Nuestro horizonte es incierto, y hemos de esforzarnos por superar la ola de rechazo y cabreo que se produce en el español de a píe a consecuencia de los insultos y el desprecio de los secesionistas catalanes. Hay que resistir el embate desintegrador, y hacerlo con voluntad firme y con una estrategia de largo alcance. No será fácil, pero la batalla es de las que merecen la pena, de las que se ganan con gloria y provecho, aunque también se puedan perder con deshonor y desastre. Nos hace falta grandeza de ánimo, ambición, más que codicia, como solía distinguir Unamuno, y saber aprovechar inteligentemente la energía que con su necia suficiencia nos presta el adversario.
No tenemos ningún derecho a abandonar a nuestros compatriotas catalanes a la tiranía que sobre ellos se dibuja con escandalosos rasgos totalitarios. Tenemos que ganar con ellos la batalla de la libertad política que siempre va unida al valor cívico. Los secesionistas catalanes quieren ahogar a la Cataluña que no les está sometida y no dudan en echarle encima al propio Barça, sin que les incomoden, ni poco ni mucho, las analogías entre ese gesto abusivo y las iconografías de Leni Riefenstahl.

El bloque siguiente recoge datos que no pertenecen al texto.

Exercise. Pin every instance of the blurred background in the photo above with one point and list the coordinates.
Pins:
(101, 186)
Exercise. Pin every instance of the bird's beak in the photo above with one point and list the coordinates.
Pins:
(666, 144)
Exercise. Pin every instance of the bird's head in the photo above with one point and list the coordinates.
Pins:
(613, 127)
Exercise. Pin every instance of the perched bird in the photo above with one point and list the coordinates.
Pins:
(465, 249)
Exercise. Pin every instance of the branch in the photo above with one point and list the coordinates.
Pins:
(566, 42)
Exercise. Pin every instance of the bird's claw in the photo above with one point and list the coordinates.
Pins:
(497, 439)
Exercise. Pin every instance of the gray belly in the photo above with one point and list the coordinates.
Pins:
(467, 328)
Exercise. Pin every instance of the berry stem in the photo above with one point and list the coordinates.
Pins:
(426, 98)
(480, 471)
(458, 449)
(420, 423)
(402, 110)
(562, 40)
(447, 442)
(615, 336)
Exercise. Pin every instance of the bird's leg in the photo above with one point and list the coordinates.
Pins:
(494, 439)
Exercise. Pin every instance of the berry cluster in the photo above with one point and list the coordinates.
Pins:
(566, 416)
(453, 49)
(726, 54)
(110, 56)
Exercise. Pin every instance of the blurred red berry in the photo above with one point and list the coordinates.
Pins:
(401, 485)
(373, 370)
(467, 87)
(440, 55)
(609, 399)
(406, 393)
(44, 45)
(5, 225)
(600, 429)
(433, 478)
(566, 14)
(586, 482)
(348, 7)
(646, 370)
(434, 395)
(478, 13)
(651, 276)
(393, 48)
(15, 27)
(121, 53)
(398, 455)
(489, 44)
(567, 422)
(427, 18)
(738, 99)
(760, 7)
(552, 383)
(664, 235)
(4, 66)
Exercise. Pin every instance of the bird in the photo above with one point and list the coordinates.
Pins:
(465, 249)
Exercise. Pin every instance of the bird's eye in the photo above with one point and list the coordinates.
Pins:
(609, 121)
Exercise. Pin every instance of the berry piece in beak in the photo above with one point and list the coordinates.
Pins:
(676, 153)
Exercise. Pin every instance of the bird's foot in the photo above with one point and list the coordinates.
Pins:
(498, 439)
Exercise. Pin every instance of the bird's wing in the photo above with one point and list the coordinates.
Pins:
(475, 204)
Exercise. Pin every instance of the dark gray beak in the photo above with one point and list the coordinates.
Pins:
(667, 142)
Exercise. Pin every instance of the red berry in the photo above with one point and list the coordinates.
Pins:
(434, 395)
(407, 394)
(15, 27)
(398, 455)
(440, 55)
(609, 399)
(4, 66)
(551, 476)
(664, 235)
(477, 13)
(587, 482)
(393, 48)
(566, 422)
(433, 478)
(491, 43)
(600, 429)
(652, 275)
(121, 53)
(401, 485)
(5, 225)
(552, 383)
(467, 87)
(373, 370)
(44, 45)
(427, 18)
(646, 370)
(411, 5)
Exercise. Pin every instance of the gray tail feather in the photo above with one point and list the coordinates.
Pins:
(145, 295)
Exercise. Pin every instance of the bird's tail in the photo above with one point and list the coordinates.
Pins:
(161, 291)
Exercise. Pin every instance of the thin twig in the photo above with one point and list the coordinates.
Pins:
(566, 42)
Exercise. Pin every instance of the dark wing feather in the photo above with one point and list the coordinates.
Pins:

El secesionismo catalán, como virus oportunista, ataca en los momentos de impotencia, ahora como hace un siglo. Nuestra mayor debilidad está, sin duda alguna, en la endeblez de nuestra democracia, en su carácter más superestructural y formal que moral, en nuestra cobardía para defender valores, en la partitocracia insensible a las demandas de una sociedad que quiere prosperar y vivir en libertad, algo más que pagar impuestos cada vez más altos para que se mantenga el boato de los menos. Pero este defecto nuestro adquiere en Cataluña los rasgos furiosos de una clase política absolutamente ensimismada en su locura identitaria y destructiva. Aquí está la clave de nuestra superioridad sobre un error tan vetusto, traidor a los más, antiliberal y mezquino: ganaremos en la medida en que sepamos hacer realidad el proyecto de democracia y de libertad que se inició en 1978 y se torció arteramente un 11 de marzo de 2004, sin que hayamos tenido el valor de recuperarlo, fortalecerlo y llevarlo a su esplendor, el de una España libre, solidaria y grande en la que todos cabremos, y en la que nadie sea más que nadie, ni siquiera los catalanistas.

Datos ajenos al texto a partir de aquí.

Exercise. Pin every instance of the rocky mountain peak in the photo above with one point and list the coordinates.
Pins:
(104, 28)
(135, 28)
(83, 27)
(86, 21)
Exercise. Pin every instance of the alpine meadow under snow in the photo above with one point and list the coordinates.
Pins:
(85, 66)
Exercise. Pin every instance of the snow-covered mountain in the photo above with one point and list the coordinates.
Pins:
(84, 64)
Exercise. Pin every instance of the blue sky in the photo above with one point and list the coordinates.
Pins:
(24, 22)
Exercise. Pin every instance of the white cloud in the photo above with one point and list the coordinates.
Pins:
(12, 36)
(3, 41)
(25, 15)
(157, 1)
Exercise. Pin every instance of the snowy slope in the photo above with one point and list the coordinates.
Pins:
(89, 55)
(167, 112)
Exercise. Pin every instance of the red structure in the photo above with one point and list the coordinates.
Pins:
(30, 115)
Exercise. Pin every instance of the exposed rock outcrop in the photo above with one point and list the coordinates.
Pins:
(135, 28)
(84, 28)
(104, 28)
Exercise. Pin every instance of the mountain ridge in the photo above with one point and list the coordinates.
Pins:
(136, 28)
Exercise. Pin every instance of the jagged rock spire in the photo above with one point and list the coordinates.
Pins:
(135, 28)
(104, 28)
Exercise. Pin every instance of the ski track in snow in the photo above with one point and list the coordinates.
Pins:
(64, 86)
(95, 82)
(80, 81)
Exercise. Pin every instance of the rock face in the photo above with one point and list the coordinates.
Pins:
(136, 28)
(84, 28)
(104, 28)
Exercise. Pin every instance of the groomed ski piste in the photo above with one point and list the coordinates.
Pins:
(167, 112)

Puesto que los partidos nacionales se esconden cobardemente para disimular el peligro, los ciudadanos tendremos que recordarles su deber. El PP, absurdamente desgajado de su pasado reciente, carece de una posición consistente y, por las razones que fuere, no cree que deba constituir un elemento clave de su estrategia. El PP de Rajoy se ha convertido en una confederación de partidos localistas (Galicia primeiro) en el que la condición española es un factor residual y disfuncional, hasta en la propia Cataluña. Pero no basta con defender la Constitución, una mera etapa de nuestra historia, hay que saber defender a España, lo que somos, y lo que queremos y podemos ser.